Milan Rai (born 1984) is a Nepalese contemporary visual artist, based in Kathmandu. Rai is most notable for his white butterfly project, which has been employed across the globe. The white butterflies have come to represent values such as hope, peace and harmony. Due to his work, he is often referred to as the "Butterfly Man". Rai has since averted his focus to increasing urban greenery in Kathmandu.

== Life and work ==
Rai has stated before that he was never really interested in conventional education. As a result, he dropped out of high school at the age of fourteen after having changed schools multiple times. Rai then requited to his childhood passion which is to paint. Shortly afterwards, he entered an art competition after seeing an advertisement poster in his local art shop, which to his surprise, Rai won.
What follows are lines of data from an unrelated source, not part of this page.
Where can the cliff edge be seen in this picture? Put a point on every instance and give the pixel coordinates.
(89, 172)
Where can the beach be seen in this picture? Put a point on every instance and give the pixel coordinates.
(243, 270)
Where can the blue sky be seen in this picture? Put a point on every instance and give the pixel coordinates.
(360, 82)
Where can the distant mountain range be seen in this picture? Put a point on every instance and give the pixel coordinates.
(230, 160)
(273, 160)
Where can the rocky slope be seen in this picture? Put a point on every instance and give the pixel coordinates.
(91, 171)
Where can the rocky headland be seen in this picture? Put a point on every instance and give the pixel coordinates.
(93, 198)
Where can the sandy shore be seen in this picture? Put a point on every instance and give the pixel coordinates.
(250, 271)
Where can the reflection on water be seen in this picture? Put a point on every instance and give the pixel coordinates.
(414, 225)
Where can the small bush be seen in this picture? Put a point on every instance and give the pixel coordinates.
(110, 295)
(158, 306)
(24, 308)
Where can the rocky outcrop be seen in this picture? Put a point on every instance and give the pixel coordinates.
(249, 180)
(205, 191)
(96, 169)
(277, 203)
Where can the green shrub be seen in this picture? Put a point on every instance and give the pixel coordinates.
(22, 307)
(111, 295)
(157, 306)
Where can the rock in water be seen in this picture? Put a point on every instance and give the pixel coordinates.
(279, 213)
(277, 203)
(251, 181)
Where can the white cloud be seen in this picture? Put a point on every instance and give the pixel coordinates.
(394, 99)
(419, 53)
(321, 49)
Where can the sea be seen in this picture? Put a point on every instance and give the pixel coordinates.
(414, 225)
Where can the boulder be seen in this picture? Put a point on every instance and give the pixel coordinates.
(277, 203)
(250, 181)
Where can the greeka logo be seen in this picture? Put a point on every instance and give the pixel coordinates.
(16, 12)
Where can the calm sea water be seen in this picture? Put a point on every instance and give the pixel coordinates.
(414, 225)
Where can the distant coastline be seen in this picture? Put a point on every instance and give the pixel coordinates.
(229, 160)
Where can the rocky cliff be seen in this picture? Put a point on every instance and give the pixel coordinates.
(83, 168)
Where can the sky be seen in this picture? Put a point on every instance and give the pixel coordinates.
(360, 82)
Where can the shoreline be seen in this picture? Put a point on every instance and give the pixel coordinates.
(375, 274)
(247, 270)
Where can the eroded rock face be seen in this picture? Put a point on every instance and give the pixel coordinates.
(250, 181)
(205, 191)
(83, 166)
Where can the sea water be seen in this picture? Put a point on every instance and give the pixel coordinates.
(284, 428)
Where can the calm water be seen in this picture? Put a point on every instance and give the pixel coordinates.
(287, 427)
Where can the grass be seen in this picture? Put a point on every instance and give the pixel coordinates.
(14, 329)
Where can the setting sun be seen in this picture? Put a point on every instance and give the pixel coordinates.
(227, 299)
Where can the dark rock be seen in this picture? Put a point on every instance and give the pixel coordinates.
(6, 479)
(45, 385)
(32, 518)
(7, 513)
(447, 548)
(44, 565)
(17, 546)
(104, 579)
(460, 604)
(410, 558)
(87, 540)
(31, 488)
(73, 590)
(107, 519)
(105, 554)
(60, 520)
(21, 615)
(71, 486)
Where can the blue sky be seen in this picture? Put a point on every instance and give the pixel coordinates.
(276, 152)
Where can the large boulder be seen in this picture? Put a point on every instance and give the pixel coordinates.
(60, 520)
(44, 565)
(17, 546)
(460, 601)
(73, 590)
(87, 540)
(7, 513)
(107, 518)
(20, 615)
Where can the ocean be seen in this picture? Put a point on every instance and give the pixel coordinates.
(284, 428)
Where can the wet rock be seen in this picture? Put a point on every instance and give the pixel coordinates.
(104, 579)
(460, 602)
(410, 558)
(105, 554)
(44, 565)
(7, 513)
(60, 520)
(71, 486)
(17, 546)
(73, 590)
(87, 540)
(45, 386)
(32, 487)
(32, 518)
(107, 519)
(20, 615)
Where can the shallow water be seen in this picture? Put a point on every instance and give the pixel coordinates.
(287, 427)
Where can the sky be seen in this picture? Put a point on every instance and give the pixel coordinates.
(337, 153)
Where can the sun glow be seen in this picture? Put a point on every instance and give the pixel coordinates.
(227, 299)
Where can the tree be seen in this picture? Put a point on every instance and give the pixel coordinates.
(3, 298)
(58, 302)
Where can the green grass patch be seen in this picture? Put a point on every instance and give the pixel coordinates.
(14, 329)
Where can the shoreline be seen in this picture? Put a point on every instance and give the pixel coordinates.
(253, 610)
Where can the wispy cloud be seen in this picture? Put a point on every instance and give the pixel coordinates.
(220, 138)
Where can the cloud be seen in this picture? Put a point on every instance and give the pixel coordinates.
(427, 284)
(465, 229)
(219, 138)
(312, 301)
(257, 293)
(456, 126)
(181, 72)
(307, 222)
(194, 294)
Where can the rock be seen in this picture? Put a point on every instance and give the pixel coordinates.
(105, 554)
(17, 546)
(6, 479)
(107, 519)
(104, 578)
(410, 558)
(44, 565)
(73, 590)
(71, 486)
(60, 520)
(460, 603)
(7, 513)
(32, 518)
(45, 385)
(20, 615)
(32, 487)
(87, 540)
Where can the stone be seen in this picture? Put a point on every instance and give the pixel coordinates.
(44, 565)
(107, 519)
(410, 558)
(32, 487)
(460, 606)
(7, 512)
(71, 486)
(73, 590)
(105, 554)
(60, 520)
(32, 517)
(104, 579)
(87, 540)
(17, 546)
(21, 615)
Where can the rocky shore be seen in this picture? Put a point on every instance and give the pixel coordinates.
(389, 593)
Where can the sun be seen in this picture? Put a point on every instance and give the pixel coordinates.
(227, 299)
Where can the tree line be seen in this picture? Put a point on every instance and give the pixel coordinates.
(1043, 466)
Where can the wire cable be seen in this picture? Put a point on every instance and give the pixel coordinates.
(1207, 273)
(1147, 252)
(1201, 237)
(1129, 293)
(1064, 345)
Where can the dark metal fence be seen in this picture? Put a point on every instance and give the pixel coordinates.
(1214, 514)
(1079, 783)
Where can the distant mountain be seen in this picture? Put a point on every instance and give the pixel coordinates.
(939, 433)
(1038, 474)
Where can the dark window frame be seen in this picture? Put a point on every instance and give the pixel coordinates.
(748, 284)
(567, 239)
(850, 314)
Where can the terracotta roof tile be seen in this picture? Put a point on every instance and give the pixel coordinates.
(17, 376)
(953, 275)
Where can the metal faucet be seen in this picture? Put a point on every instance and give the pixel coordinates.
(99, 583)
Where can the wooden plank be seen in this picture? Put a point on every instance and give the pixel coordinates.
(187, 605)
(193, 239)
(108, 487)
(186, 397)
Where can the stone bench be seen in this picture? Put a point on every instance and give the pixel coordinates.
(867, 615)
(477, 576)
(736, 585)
He then started exhibiting his artworks in art galleries. After initial commercial success, Rai questioned the integrity and motivation behind his work. This led Rai to abstaining from exhibitions in Nepalese art galleries. In order to make art more accessible to the general public in Kathmandu, Rai started placing white paper cut butterflies in public spaces in the city. Rai's white butterflies have been utilised in 40 different countries for various reasons. For this, he received the Harvard University (SAI) Visiting Artist Award (2016). Rai is now primarily focused on landscape architecture in the Kathmandu valley.

Rai is also known for his humanitarian work in Nepal. During the May 2015 Nepal earthquake, with the help from fifty volunteers, the Nepalese army and using funds from well-wishers, Rai and his team constructed 120 toilets in Kathmandu.